Ida listened in silence and thought of how long Ivan had spent among the outer planets and around outer planetary men. He had forgotten what it was to be Terran.

“But they're also scared,” Ivan said, as if Ida did not realize that. “The System watches them always. Any slight transgression is punished. There is no mercy, and there is no freedom, and there is no opportunity to do anything about it. The people on the outer planets live in fear. The slightest act that seems to be against the System will destroy their home and kill everyone on their moon, all in the name of stamping out infection before it can spread. The number of people who would be willing to steal for the Mallt-y-Nos is
long
. The number of people she could have bought the bomb from is even longer. Hell, if she faked the right documents, she could have gotten the bomb legitimately, for mining.”

“I see your point, Ivan,” Ida said without conceding it.

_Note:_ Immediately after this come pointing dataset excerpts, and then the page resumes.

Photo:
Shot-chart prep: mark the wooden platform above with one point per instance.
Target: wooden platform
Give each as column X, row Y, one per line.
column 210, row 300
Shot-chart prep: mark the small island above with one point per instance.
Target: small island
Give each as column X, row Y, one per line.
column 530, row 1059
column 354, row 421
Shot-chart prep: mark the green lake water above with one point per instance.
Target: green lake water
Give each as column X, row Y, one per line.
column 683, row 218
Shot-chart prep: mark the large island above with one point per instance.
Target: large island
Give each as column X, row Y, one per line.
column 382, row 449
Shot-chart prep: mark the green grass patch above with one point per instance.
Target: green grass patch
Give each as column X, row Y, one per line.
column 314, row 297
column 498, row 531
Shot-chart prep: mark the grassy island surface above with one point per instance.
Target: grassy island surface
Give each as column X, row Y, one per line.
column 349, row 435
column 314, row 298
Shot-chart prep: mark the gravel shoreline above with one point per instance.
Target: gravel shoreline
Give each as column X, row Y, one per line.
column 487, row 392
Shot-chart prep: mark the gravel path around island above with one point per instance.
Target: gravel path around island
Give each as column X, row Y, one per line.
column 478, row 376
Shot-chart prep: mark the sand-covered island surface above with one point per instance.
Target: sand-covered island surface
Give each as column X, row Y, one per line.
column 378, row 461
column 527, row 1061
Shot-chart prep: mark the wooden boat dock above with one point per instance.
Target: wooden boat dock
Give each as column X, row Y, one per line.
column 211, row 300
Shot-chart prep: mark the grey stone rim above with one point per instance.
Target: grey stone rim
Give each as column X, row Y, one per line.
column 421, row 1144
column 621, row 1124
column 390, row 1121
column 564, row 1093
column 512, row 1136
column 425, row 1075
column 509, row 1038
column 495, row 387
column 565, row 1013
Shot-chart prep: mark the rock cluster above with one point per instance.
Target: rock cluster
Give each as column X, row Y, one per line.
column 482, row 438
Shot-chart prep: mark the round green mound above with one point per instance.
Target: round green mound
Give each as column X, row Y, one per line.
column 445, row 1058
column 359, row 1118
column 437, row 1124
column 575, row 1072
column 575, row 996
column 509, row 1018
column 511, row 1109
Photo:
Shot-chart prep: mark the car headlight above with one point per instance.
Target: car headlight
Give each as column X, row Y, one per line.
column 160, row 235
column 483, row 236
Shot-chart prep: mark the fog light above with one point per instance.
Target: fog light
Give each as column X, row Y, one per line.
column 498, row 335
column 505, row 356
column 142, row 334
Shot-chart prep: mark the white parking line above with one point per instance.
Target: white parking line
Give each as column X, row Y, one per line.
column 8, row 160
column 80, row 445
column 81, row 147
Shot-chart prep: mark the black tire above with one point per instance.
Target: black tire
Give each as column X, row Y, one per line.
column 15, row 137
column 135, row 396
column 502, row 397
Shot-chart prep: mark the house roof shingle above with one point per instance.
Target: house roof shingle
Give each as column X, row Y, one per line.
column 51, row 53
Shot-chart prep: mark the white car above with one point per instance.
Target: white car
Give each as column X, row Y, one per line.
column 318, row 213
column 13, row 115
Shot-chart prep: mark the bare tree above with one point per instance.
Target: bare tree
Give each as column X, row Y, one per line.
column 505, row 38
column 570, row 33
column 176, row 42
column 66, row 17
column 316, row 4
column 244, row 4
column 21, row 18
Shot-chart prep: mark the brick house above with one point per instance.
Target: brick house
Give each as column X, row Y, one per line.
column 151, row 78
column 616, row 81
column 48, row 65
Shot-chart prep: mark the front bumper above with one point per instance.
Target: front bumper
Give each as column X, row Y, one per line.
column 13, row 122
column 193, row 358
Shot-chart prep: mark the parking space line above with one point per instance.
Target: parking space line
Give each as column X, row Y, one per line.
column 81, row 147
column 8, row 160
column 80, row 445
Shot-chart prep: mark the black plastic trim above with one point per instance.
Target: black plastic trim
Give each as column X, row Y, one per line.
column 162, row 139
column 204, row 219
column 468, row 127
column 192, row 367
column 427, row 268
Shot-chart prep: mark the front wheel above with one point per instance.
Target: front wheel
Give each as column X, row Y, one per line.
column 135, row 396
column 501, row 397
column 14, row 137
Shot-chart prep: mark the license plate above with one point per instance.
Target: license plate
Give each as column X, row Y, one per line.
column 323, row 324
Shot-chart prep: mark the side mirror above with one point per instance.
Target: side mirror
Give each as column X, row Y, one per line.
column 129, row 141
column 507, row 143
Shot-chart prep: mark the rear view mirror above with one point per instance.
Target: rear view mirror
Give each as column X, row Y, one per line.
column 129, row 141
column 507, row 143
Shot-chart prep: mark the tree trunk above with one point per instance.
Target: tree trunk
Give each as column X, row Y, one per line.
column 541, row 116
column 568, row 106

“Even if it was the same bomb,” said Ivan, lowering his voice, frustration entering his tone, “my connection to her is at least three degrees long. I gave Abby the bomb, Abby either gave it to her benefactor—her employer was rich, which means he wasn't the Mallt-y-Nos—or her employer wouldn't take it, in which case she put it on the market, probably through an intermediary. If it made it to the Mallt-y-Nos, that bomb passed through so many hands, it no longer remembered mine, I promise you.”

Ida had read a play long before. She no longer remembered the play, only a line from it, and at the moment it seemed to fit. Ivan was protesting too much.